Young people, particularly the educated and idealistic young, are commonly drivers of positive social and political change. “History,” writes the historian and complexity scientist Peter Turchin, “tells us that the  precariat (the frustrated elite aspirant class) is the most dangerous class for social stability. Overproduction of youth with advanced degrees has been the most significant factor in driving societal upheavals, from the revolutions of 1848 to the Arab Spring of 2011.”

In Bangladesh, student protests ousted a dictator
More recently, students and recent graduates were the core shock troops in the ousting of corrupt authoritarian regimes in Sri Lanka, Bangladesh and Nepal, giving their countries the chance, at least, of a fairer and more democratic future.

These young people do not fall for the smooth lies of populists like Trump and Farage. But they also reject the politics-as-usual of the entrenched traditional parties and power elites. In the young, as so often before, lies our best hope for a better future.

Turchin and his network have identified elite overproduction and popular immiseration as the fundamental drivers of social and political disintegration. But a phase of disintegration can produce many possible outcomes, from complete state breakdown and civil war, to widespread riots and violence, to peaceful reform and reconciliation. That, now, is the choice we all face.

Full state breakdown and civil war are unlikely in the western democracies, but by no means impossible. Even in the United States, the most precarious of the leading democracies, the institutions of state, though more fragile than at any time in a century, remain in place. Nevertheless, a recent YouGov poll reported that 12% of respondents thought a new civil war was very likely, and 28% somewhat likely.

But massive rioting, widespread lethal violence and social breakdown in affected areas of a country – particularly the US – is far more probable.

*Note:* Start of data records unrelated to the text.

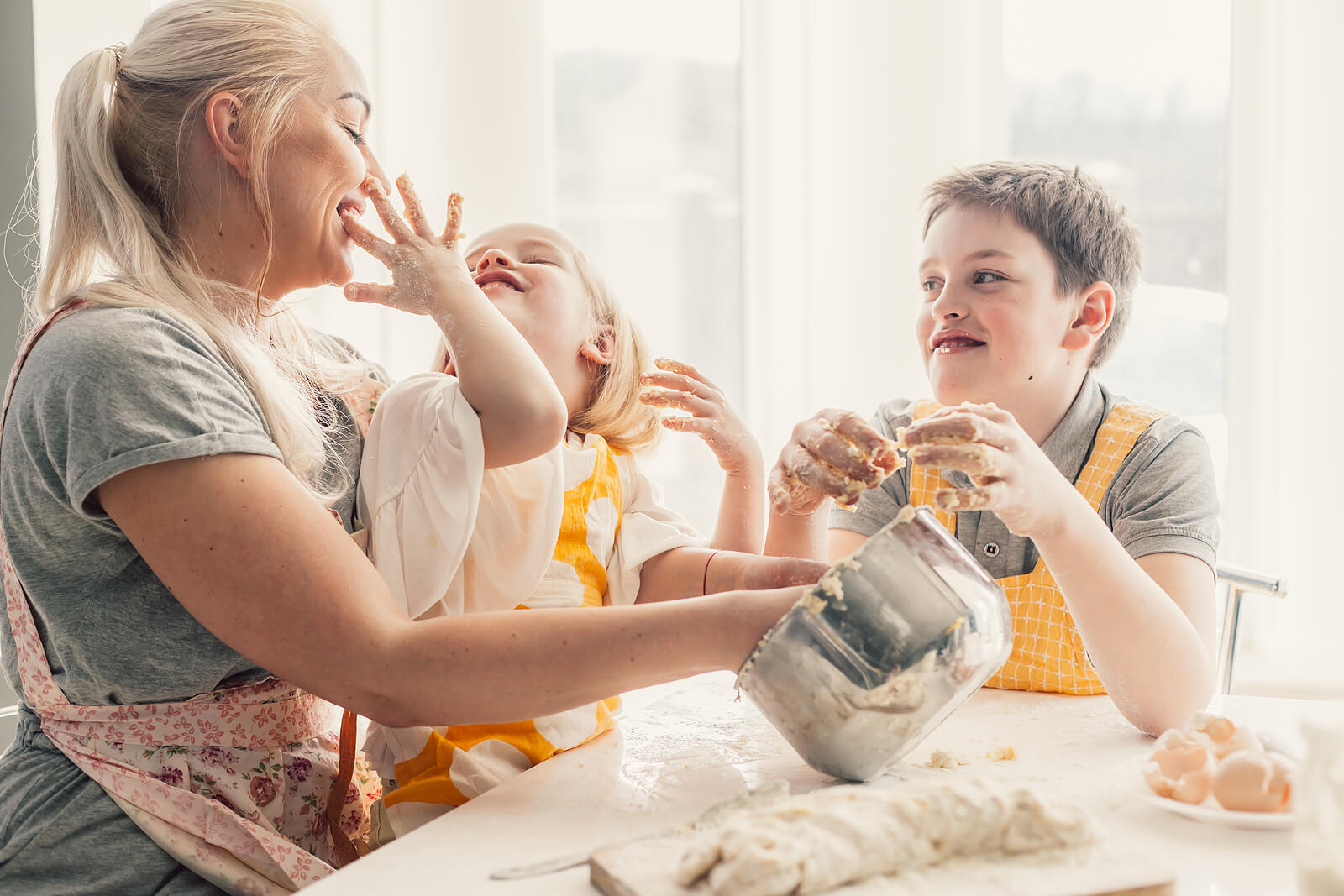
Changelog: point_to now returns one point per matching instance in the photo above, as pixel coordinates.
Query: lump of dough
(827, 839)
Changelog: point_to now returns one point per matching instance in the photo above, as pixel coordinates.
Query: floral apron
(237, 783)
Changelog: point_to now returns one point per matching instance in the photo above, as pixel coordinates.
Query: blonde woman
(181, 609)
(577, 527)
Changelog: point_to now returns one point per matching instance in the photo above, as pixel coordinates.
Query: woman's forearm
(1152, 653)
(503, 667)
(266, 570)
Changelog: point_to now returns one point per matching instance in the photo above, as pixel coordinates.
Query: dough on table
(823, 840)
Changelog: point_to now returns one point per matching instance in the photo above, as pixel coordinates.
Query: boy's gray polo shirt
(1163, 500)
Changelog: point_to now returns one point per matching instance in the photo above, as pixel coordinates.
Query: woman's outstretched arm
(252, 555)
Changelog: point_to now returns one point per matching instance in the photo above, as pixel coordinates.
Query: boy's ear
(1095, 316)
(223, 123)
(601, 348)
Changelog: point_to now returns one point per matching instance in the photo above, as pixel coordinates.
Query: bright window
(647, 157)
(1140, 101)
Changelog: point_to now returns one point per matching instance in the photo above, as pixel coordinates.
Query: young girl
(577, 527)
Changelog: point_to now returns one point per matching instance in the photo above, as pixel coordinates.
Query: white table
(698, 745)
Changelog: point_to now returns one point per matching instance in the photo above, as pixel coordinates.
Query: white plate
(1214, 815)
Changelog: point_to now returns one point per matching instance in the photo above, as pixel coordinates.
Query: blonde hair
(615, 410)
(1082, 226)
(123, 121)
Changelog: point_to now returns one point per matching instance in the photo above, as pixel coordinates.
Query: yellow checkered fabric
(428, 777)
(1047, 652)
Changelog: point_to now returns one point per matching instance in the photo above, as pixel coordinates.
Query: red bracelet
(705, 584)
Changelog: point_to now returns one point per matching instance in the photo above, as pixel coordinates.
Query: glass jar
(1319, 805)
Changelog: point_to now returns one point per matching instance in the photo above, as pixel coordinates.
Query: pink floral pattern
(233, 783)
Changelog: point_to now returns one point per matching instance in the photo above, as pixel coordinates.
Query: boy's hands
(1011, 474)
(682, 387)
(423, 264)
(832, 454)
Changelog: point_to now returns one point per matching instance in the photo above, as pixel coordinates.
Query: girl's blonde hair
(123, 123)
(615, 410)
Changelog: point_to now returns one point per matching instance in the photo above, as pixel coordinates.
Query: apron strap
(346, 848)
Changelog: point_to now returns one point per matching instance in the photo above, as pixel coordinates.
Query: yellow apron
(428, 777)
(1047, 652)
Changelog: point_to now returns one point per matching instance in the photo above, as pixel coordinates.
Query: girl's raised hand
(685, 389)
(423, 264)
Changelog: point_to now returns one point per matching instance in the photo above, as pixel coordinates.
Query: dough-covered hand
(709, 414)
(423, 264)
(832, 454)
(1010, 473)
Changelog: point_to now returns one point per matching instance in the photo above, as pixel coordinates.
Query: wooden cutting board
(648, 868)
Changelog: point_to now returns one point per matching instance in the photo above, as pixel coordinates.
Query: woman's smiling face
(318, 168)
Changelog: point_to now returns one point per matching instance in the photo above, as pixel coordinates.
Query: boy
(1097, 516)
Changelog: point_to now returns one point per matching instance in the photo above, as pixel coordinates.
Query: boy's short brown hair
(1079, 223)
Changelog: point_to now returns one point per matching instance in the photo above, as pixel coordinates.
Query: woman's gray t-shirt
(105, 391)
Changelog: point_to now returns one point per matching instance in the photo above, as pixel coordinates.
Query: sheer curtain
(1284, 237)
(851, 107)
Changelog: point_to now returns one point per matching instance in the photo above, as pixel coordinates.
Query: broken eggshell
(1250, 781)
(1180, 768)
(1223, 736)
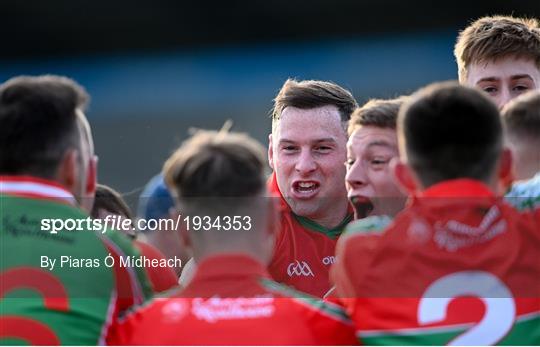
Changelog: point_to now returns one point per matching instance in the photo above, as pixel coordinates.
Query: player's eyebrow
(517, 77)
(326, 139)
(381, 143)
(495, 79)
(488, 79)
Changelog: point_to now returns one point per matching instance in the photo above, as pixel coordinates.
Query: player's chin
(305, 208)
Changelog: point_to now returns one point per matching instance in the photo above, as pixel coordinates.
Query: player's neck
(335, 218)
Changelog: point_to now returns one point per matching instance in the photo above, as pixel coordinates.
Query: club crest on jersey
(299, 268)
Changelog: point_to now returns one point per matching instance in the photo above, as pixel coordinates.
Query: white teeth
(306, 185)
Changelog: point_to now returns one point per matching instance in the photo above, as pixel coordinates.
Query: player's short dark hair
(381, 113)
(213, 166)
(110, 200)
(495, 37)
(38, 123)
(450, 131)
(521, 117)
(312, 94)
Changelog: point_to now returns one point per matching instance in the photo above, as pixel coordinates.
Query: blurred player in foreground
(155, 202)
(48, 170)
(501, 56)
(108, 202)
(458, 265)
(371, 150)
(307, 149)
(231, 299)
(522, 124)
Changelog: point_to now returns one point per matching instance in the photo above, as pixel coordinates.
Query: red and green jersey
(73, 302)
(232, 301)
(304, 250)
(161, 278)
(457, 266)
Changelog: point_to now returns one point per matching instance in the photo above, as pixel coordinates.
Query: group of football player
(413, 220)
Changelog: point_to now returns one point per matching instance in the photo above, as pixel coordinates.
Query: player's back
(69, 302)
(230, 301)
(461, 270)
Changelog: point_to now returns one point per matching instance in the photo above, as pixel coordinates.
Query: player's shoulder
(368, 225)
(310, 303)
(525, 195)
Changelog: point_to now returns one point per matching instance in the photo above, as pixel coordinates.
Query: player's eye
(323, 149)
(378, 162)
(490, 90)
(289, 148)
(520, 88)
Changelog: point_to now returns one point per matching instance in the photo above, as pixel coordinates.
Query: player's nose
(504, 97)
(356, 176)
(305, 163)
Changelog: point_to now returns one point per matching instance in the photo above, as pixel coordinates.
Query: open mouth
(362, 206)
(305, 189)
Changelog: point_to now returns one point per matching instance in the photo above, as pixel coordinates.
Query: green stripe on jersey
(526, 331)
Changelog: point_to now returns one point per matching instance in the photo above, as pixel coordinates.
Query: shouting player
(371, 150)
(307, 149)
(501, 56)
(54, 285)
(231, 299)
(521, 117)
(458, 265)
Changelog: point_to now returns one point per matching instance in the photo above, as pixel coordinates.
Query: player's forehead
(505, 68)
(370, 137)
(310, 125)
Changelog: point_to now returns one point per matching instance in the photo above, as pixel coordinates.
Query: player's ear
(270, 152)
(183, 233)
(91, 177)
(68, 171)
(505, 169)
(404, 177)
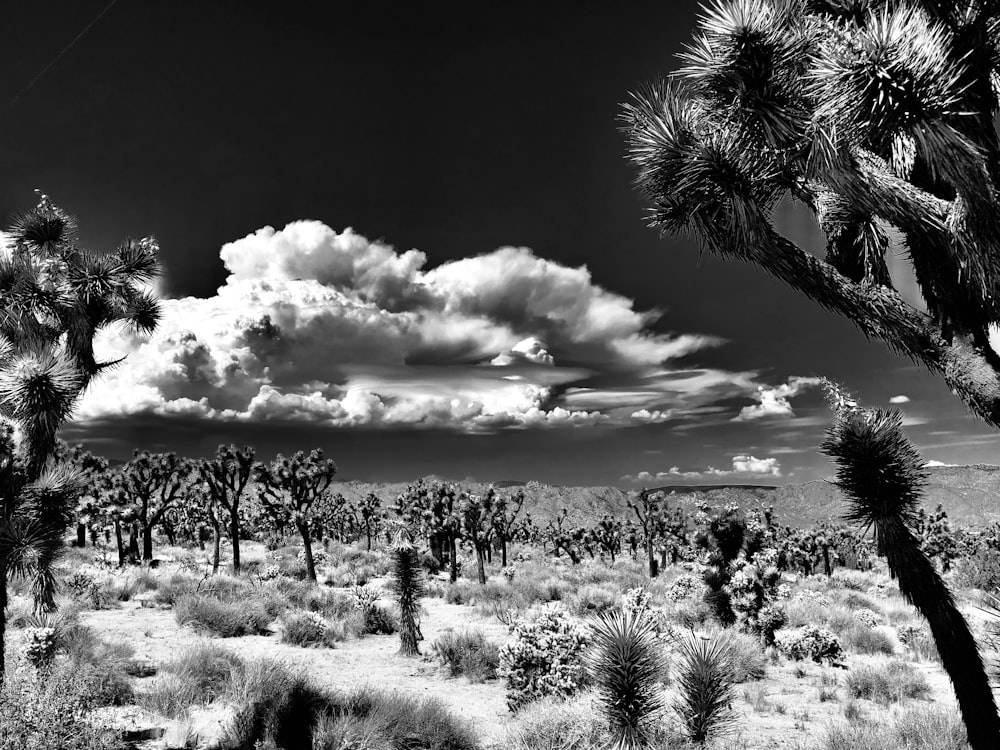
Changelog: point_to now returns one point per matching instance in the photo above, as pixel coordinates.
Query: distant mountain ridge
(970, 495)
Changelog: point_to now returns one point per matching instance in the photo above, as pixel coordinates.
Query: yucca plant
(54, 299)
(870, 114)
(883, 477)
(408, 585)
(627, 667)
(706, 687)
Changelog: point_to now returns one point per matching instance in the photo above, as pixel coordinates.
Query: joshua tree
(54, 298)
(408, 585)
(873, 115)
(627, 668)
(152, 483)
(883, 476)
(648, 508)
(226, 476)
(289, 488)
(369, 518)
(505, 511)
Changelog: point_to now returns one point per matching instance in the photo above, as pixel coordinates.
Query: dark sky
(454, 129)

That country, and many others, have been there before. This time, it could be worse. To the list we can add Germany, France and Britain.

But history also shows that neither of these destructive outcomes is inevitable. There are also examples of nations which navigate their way through the crisis into a newer, fairer and enduring future.

The key is whether those in established positions of economic and political power – the one per cent – have the wisdom to understand that their own futures depend on giving up some of that power, so the rest can share less unequally in the benefits of their civilisation. It will be better for everyone, especially the rich, to reconcile and reconstruct.

It will require bargaining power to be returned to working people, reversing the long decline of union membership and repealing four decades of repressive industrial relations legislation. Wages are the indispensable element in repairing the ravages of economic and social inequality.

But that path requires far-sighted wisdom and humility from people who seldom display such qualities. The lesson of history is that those in power who fail to understand the precariousness of their position can lose everything, even their lives.